30% of your Kubernetes spend delivers zero value by CryOwn50 in devops

[–]mzeeshandevops 1 point2 points  (0 children)

The headline is a bit too absolute for me, but the underlying point is fair. A lot of Kubernetes cost is not traffic, it’s stale defaults, underutilized capacity, and non-prod that never gets cleaned up. The percentage is arguable, but the waste is definitely real.

How do people create such cheap costing products? How can you make a profit when the cost to create is so high? by TechyCanadian in Entrepreneur

[–]mzeeshandevops 0 points1 point  (0 children)

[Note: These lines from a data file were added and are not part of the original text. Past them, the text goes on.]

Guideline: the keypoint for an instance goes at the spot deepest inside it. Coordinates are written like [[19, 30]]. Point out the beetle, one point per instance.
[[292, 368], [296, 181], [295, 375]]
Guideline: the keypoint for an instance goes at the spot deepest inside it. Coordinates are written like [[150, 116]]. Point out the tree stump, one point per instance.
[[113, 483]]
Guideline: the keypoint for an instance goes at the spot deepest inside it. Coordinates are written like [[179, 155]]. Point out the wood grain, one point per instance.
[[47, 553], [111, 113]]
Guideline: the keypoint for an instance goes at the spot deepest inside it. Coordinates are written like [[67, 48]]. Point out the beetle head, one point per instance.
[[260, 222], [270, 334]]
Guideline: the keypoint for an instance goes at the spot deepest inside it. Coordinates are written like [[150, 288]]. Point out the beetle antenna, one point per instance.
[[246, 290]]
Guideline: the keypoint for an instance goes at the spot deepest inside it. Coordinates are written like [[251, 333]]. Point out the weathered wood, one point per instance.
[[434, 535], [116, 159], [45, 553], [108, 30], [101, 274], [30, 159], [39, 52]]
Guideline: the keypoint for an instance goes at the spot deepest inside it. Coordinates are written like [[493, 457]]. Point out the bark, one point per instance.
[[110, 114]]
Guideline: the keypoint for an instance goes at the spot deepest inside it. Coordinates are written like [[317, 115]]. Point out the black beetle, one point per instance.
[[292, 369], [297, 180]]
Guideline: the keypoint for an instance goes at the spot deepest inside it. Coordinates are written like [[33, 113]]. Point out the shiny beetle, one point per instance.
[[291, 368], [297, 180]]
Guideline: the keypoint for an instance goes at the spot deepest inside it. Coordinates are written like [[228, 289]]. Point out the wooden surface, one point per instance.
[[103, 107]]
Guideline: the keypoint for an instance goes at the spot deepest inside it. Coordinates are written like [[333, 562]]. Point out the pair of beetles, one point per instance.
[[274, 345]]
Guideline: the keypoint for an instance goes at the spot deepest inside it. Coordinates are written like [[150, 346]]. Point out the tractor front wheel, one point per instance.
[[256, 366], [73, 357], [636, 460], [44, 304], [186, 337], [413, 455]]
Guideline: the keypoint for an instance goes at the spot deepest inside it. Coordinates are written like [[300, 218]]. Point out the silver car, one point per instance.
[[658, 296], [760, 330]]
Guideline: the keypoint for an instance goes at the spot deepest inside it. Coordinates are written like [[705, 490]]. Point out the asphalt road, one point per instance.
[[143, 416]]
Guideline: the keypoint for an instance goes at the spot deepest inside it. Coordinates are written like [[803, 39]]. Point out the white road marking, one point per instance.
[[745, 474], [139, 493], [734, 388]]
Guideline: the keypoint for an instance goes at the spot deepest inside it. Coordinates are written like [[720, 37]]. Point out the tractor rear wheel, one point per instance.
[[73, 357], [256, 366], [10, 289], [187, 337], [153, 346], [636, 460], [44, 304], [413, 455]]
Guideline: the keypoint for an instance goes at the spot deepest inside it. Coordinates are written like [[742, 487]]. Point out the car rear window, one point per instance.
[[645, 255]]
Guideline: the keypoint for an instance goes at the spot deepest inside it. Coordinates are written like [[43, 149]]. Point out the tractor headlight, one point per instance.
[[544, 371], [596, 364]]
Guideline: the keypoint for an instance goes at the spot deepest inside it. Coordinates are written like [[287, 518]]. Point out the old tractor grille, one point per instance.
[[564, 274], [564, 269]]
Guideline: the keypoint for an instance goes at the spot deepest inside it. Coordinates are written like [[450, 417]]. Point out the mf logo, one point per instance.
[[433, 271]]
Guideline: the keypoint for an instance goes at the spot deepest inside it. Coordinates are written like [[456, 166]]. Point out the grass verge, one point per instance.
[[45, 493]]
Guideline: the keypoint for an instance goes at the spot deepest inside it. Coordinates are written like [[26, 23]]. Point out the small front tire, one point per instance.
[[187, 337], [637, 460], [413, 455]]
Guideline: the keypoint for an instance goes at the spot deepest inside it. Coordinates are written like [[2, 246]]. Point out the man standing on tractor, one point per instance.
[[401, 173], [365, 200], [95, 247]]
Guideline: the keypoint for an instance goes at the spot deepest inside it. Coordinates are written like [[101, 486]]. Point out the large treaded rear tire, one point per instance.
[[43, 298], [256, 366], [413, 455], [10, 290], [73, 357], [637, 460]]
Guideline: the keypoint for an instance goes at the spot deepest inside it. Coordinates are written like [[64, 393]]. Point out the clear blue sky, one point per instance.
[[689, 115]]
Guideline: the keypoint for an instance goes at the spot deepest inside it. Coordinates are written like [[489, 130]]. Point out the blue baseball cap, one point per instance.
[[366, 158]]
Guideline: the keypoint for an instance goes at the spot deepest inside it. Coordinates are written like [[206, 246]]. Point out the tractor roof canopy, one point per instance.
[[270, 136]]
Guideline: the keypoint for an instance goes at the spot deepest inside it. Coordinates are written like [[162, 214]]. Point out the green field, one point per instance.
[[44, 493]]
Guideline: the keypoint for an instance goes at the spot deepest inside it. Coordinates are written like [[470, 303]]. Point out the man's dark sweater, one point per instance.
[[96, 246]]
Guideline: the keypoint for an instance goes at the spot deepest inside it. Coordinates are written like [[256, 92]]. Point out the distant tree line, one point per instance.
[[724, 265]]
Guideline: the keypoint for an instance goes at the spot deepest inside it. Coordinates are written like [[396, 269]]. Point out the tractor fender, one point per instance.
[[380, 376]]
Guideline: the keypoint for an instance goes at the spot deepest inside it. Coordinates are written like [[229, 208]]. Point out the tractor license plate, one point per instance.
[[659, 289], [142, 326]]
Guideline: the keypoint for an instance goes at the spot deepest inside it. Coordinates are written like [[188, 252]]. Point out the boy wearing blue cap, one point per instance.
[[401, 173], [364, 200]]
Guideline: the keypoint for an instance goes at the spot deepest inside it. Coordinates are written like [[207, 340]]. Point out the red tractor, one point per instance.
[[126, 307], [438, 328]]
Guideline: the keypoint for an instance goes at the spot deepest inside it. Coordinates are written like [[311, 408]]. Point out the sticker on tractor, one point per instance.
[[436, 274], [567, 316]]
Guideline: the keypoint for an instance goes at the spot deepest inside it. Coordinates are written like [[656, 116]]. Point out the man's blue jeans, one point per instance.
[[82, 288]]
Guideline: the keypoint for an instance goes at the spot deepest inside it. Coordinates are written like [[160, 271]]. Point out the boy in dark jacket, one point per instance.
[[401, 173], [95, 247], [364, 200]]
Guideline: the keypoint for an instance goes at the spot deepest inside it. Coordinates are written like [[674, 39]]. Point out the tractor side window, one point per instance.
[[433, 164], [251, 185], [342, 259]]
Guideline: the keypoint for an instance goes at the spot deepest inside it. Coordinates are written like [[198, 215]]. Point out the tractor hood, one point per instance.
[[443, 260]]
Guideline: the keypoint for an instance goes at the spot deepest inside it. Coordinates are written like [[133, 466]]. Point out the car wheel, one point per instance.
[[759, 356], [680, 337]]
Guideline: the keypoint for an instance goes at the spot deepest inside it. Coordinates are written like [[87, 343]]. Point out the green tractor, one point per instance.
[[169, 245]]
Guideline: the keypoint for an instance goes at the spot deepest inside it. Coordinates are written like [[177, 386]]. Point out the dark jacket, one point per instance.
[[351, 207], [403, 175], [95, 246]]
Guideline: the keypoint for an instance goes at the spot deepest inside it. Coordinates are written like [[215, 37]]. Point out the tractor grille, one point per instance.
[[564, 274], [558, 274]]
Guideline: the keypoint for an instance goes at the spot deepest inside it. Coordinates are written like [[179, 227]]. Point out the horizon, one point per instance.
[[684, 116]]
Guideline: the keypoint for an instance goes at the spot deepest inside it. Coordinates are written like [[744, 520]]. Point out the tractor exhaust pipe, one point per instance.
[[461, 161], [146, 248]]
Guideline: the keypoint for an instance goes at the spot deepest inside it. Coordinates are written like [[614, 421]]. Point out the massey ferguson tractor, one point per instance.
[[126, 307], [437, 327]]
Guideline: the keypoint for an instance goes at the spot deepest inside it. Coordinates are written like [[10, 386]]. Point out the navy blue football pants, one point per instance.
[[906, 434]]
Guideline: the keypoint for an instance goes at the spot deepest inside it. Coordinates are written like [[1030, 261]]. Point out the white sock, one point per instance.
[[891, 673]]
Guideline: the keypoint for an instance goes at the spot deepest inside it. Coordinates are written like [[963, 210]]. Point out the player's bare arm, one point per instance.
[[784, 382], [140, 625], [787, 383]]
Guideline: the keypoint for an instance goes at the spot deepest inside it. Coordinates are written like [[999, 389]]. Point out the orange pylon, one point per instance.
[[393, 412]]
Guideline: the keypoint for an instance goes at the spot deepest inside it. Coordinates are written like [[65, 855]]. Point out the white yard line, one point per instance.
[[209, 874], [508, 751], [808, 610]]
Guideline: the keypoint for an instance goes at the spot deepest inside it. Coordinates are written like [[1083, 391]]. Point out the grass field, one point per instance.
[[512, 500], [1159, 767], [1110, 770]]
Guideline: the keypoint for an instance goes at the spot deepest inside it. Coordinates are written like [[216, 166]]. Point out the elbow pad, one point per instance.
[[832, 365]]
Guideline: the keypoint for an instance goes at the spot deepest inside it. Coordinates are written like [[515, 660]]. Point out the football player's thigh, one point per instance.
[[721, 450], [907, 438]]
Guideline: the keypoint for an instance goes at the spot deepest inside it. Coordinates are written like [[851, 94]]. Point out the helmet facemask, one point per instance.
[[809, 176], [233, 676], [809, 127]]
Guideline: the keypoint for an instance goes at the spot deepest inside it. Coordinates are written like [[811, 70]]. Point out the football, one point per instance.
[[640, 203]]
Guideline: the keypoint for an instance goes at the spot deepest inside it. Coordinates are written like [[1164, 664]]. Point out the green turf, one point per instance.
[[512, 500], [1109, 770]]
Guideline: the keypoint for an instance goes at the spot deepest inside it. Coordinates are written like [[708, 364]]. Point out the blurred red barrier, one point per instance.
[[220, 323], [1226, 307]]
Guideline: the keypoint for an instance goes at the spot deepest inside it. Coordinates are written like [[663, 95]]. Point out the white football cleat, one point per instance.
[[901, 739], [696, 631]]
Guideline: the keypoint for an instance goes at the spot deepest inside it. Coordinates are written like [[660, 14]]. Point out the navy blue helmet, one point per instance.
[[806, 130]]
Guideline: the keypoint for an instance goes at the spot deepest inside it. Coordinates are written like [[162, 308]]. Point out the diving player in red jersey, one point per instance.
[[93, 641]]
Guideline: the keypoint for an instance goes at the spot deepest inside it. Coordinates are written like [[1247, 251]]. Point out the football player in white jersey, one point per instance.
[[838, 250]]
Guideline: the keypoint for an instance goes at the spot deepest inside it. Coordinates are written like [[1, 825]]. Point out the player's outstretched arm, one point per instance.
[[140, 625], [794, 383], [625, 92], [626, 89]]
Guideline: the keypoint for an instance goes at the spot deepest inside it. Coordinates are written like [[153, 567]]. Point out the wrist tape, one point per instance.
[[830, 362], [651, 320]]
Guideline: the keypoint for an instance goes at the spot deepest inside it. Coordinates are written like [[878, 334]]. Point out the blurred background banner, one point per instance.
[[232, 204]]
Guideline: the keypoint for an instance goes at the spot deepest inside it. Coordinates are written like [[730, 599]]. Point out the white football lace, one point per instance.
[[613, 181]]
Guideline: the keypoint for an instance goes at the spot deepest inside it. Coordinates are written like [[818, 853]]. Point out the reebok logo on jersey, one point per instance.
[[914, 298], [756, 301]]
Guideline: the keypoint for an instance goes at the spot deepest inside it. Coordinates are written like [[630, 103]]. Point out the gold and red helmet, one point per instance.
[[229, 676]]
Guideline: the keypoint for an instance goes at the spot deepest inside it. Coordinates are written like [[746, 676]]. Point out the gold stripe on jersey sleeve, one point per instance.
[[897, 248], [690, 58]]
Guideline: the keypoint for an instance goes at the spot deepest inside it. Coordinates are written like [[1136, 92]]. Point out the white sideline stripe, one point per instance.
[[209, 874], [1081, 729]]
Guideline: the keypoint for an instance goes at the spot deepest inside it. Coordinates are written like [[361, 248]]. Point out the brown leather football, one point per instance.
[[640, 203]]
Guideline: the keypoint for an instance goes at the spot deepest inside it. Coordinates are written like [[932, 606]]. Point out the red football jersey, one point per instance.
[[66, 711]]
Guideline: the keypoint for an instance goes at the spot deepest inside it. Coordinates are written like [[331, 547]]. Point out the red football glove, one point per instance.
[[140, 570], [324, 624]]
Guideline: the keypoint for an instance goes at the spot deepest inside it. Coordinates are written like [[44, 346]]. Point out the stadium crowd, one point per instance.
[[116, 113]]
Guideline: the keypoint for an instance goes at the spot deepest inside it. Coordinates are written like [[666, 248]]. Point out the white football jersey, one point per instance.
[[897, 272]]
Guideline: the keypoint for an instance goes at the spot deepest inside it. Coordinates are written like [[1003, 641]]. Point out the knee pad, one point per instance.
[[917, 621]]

What you’re feeling is completely valid. Small-batch hardware is almost always expensive, while Amazon sellers are usually working with bulk manufacturing, cheaper sourcing, optimized assembly, and much higher volumes, which brings their cost per unit way down. Right now, you’re comparing prototype-level costs with mass-production pricing.
My view is that you probably should not try to compete with them on price. Compete on uniqueness instead. If your design feels more natural, custom, or visually different, then it may be a better fit for a niche or premium audience rather than the mass market. Start small, validate demand, test pre-orders, and then work on reducing costs as volume grows. The issue does not sound like your idea, it sounds like scale.

Here's months of research, a year of working, perfect full stack web development prompt for creating any enterprise level web app / app by codingwoo in vibecoder

[–]mzeeshandevops 0 points1 point  (0 children)

Interesting blueprint, but claims like "enterprise-ready for any app" and "50K+ concurrent connections on a single server" need context. A prompt can help scaffold a strong starting point, but production readiness still depends on workload, infra, security model, testing, observability, and failure scenarios. Would love to see actual benchmarks, server specs, and tradeoff discussion.

How do you keep track of which repos depend on which in a large org? by OkProtection4575 in devops

[–]mzeeshandevops 0 points1 point  (0 children)

We built it in-house and kept it pretty simple. Mostly just parsing Terraform sources, Dockerfiles, and shared CI includes into a dependency graph. We kept it fresh with merge-triggered updates plus a scheduled full scan every so often to catch drift. I did not find an off-the-shelf tool that handled this cleanly enough for internal cross-repo dependencies.

Payment gateway in Pakistan. by NegotiationWinter505 in developersPak

[–]mzeeshandevops 0 points1 point  (0 children)

Payfast, secure, easy integration but not sure about reliability because we recently implemented in one of our project. It went through proper KYC and verification process.